When I first heard Octavia Butler’s estate had found unpublished material by the famous sci-fi author, I almost lost my breath. Since I knew the discovered stories would most likely be unedited or rough starts of Ms. Butler’s beautiful writings, I was hesitant to read this collection because I did not want to be disappointed. However, on a random lunch break, I finally cracked open the book; or rather whipped out my smartphone’s Overdrive app, since this is only available as an e-book. Upon reading the first few lines of the first short story, A Necessary Being, I nearly dropped my smartphone in shock. This is a short prequel to Ms. Butler’s out of print book Survivor–set within the Patternist series’ universe, which feels like a godsend to her most devoted fans! I felt like getting up, screaming, and doing a death drop, before realizing that I would look demented.
A Necessary Being takes place on another planet, and deals with several groups called the Kohn. The main protagonists are Diut (Tehkohn Hao) and Tahneh (Rohkohn Hao). Both protagonists lead their respective groups, and both feel weighted by the expectations and responsibilities that ruling entails. Tahneh has ruled her people for a good length of time, but must prepare herself to name a successor. Diut has just come into power, and is trying to learn how to manage his expectations versus his people’s expectations. These two meet, and both must choose whether to follow tradition, or choose a different path for themselves and their people.
The second short story, Childfinder, was written for Harlan Ellison’s anthology Last Dangerous Visions. The anthology was never published, so the story was thought to be lost forever. Butler’s cousin, and her literary executor, found this story and A Necessary Being.
Childfinder takes place in the 1970s. Barbara is a black women who is able to find children with pre-psionic (i.e., telepathy, pre-cognition, etc.) powers, and is able to activate these children. When the story opens, she is currently running away from the organization that she helped start. Barbara is left with the decision to continue with the life she has always known, or to let that life go. “Childfinder” is very short, but it deals with covert racism, classism, and what it means to truly get along with others.

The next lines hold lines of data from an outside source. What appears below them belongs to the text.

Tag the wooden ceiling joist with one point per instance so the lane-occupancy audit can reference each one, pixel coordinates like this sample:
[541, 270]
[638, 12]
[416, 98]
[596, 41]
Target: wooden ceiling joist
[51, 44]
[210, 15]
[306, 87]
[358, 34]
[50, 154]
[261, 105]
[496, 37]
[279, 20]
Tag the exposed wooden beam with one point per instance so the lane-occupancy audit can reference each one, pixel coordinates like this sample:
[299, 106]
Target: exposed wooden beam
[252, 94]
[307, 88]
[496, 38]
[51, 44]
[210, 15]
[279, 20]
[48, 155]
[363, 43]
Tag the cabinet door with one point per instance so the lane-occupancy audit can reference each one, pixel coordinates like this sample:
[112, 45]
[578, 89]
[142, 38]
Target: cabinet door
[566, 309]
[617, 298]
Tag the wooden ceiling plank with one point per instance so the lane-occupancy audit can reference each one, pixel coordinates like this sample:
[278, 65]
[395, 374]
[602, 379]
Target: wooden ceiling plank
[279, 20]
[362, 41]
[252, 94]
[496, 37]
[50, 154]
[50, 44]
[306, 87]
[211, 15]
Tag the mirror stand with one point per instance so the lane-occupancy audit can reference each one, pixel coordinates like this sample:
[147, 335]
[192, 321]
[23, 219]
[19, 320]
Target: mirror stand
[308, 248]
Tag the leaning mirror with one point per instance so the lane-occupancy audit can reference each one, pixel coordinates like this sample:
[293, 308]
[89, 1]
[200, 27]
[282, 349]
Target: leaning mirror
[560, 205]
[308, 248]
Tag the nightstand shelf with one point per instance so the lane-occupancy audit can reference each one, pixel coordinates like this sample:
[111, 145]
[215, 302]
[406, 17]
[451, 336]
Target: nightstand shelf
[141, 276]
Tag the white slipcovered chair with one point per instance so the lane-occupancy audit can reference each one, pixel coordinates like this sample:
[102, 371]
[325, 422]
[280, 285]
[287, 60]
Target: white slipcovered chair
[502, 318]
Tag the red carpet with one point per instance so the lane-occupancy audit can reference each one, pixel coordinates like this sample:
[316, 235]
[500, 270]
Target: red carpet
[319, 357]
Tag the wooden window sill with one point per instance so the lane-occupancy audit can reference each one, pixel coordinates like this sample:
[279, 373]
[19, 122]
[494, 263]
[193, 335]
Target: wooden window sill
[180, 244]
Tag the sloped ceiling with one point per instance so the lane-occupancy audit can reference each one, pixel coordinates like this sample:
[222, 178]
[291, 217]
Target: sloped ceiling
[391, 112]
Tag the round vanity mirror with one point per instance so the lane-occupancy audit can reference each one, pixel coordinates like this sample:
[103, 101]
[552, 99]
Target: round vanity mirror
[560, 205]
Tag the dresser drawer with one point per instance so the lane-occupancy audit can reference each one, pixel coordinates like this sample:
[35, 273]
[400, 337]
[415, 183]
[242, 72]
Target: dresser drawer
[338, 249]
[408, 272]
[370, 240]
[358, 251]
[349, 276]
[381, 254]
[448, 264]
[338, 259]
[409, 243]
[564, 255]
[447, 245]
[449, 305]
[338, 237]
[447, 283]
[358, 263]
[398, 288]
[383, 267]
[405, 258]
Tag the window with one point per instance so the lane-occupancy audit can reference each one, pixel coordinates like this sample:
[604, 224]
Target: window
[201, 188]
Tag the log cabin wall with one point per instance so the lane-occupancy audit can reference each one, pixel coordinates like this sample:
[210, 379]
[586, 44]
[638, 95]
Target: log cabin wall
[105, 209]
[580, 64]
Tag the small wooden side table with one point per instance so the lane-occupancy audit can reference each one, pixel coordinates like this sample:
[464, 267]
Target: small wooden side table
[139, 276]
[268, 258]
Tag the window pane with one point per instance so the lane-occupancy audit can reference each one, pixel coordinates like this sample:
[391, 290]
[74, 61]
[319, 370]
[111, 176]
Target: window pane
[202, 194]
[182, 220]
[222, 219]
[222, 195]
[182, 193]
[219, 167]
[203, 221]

Unexpected Stories is a sparse collection. Although it is a worthy addition for any adoring Octavia Butler fan, it only contains two newly found short stories, a foreword by Walter Mosley, an afterword by Merrilee Heifetz, and a brief biography on Octavia Butler herself. Unexpected Stories will definitely satisfy Ms. Butler’s longtime fans, and allow readers who are unfamiliar with Ms. Butler a better idea on how her experiences influenced her writing, and also shows how her work transformed and became more refined overtime.